Melbourne-based Jordan Shreeve on being a ‘disrupter’

With an office overlooking the MCG in the ultra-cool suburb of Cremorne, Jordan Shreeve could be forgiven for the occasional reassuring pinch.

After all, just four years ago he was typing on his laptop in his bedroom in Hampton, a southeastern suburb of classic Melbourne where he grew up.

Today, its neighbors include Seek, carsales.com.au and REA Group, and its clients include Mecca, Cotton On, and Lululemon.

These are among the 8,500 customers who have flocked to Jordan’s nascent packaging empire, Inke., Which he founded at age 22, after working in an after-school packaging factory, observing the growing gap between customers and sales.

He made the leap after deciding that he could be the one to close the gap.
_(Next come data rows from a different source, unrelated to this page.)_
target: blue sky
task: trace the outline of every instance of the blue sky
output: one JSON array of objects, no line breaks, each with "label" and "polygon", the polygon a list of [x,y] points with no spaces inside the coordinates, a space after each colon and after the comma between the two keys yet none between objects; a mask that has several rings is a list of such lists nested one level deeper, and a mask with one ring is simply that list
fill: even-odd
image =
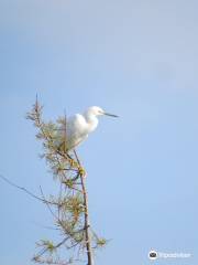
[{"label": "blue sky", "polygon": [[[119,119],[79,147],[95,230],[112,239],[97,264],[152,264],[151,248],[198,263],[197,1],[0,0],[1,169],[53,192],[35,130],[45,118],[99,105]],[[0,263],[28,265],[34,242],[56,235],[44,205],[0,183]],[[167,264],[158,259],[155,264]]]}]

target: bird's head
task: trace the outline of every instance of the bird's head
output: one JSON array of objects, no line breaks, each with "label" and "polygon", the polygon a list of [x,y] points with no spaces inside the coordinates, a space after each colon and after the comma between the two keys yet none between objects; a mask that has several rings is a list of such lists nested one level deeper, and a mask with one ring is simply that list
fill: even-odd
[{"label": "bird's head", "polygon": [[116,117],[116,118],[118,117],[117,115],[106,113],[101,107],[97,107],[97,106],[89,107],[89,108],[87,109],[87,113],[88,113],[89,115],[94,115],[94,116],[107,115],[107,116],[111,116],[111,117]]}]

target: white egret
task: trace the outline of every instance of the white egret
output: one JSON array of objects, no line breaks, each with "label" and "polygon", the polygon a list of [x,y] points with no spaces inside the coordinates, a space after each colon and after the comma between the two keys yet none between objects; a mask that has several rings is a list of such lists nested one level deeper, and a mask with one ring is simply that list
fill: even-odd
[{"label": "white egret", "polygon": [[[76,148],[79,144],[87,139],[88,135],[97,128],[98,117],[102,115],[118,117],[117,115],[106,113],[102,108],[96,106],[89,107],[84,114],[76,114],[69,117],[66,120],[66,150],[69,151]],[[63,130],[64,129],[62,128],[62,139],[64,138]],[[64,140],[62,140],[62,144],[63,141]],[[58,146],[62,144],[59,142]]]}]

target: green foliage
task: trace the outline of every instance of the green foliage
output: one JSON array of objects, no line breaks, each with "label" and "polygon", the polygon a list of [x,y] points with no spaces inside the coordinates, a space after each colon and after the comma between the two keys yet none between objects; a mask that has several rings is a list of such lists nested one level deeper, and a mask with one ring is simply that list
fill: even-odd
[{"label": "green foliage", "polygon": [[[84,184],[86,171],[77,155],[67,151],[66,117],[59,117],[54,123],[45,123],[42,119],[42,112],[43,106],[40,106],[36,99],[32,110],[28,114],[28,119],[32,120],[37,129],[36,139],[41,140],[43,145],[41,157],[45,158],[59,186],[58,193],[50,195],[48,199],[42,192],[42,200],[53,214],[54,225],[61,232],[62,240],[57,244],[48,240],[40,241],[37,243],[40,252],[33,257],[33,261],[40,264],[64,265],[74,262],[75,256],[79,258],[79,255],[86,255],[91,252],[91,248],[106,245],[107,241],[99,239],[95,232],[91,232],[92,230],[89,230],[88,204]],[[73,250],[72,256],[64,257],[64,262],[57,257],[57,251],[63,253],[62,247],[66,247],[68,254],[69,250]],[[84,252],[86,247],[88,248]],[[78,254],[76,254],[76,250],[78,250]]]}]

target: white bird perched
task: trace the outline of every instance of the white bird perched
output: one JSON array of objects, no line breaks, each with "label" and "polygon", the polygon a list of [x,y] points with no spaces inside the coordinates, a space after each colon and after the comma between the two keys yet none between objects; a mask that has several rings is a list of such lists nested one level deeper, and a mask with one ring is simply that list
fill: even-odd
[{"label": "white bird perched", "polygon": [[63,128],[58,146],[65,140],[66,150],[69,151],[81,144],[90,132],[92,132],[98,126],[98,116],[111,116],[118,117],[117,115],[106,113],[100,107],[89,107],[84,114],[76,114],[66,120],[66,139],[63,139],[65,135],[63,134]]}]

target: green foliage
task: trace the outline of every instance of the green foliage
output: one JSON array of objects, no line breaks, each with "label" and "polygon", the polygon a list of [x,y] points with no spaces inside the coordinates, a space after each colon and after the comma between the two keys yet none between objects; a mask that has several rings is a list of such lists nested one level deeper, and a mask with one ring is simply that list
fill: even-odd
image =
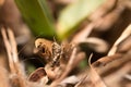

Jordan, now 26 and living in South Yarra, has certainly achieved this with inke., Which, with an expected turnover of $ 8 million, has shown that even in the seemingly inert packaging business, it is possible to influence dramatic changes in the market.

Jordan Shreeve, founder of inke.  packaging, has transformed his start-up into a multimillion-dollar and possibly global company.  Provided
Camera iconJordan Shreeve, founder of inke. packaging, has transformed his start-up into a multimillion-dollar and possibly global company. Provided Credit: Provided

“When you’re interrupting, there will always be background noise,” Jordan told NCA NewsWire this week.

With ASX-listed companies learning about ink and planned global expansion, Jordan is poised to be one of Australia’s next startup success stories.

His journey, he told NCA NewsWire in a lengthy interview, hasn’t always been easy, but he always had common sense like the wind under the sails.

Working as a packaging salesman after college, Jordan has seen clients face high minimum quantities and jargon-filled discussions.

His business idea was to provide customers with a simple online platform, which would allow them to access branded packaging of any size and easily get a quote, success lies in what Jordan calls “the simplicity essential to the offer” .

Deciding not to go to college after graduating from Brighton Grammar in 2014 and lacking significant technology or marketing experience, Jordan relied on old-fashioned virtue to guide him to inke.

Jordan Shreeve said ink.  was founded after his frustration with working in after-school packaging sales.  Provided
Camera iconJordan Shreeve said ink. was founded after his frustration with working in after-school packaging sales. Provided Credit: Provided

“You have to keep your passion and your vision for what you do,” he said.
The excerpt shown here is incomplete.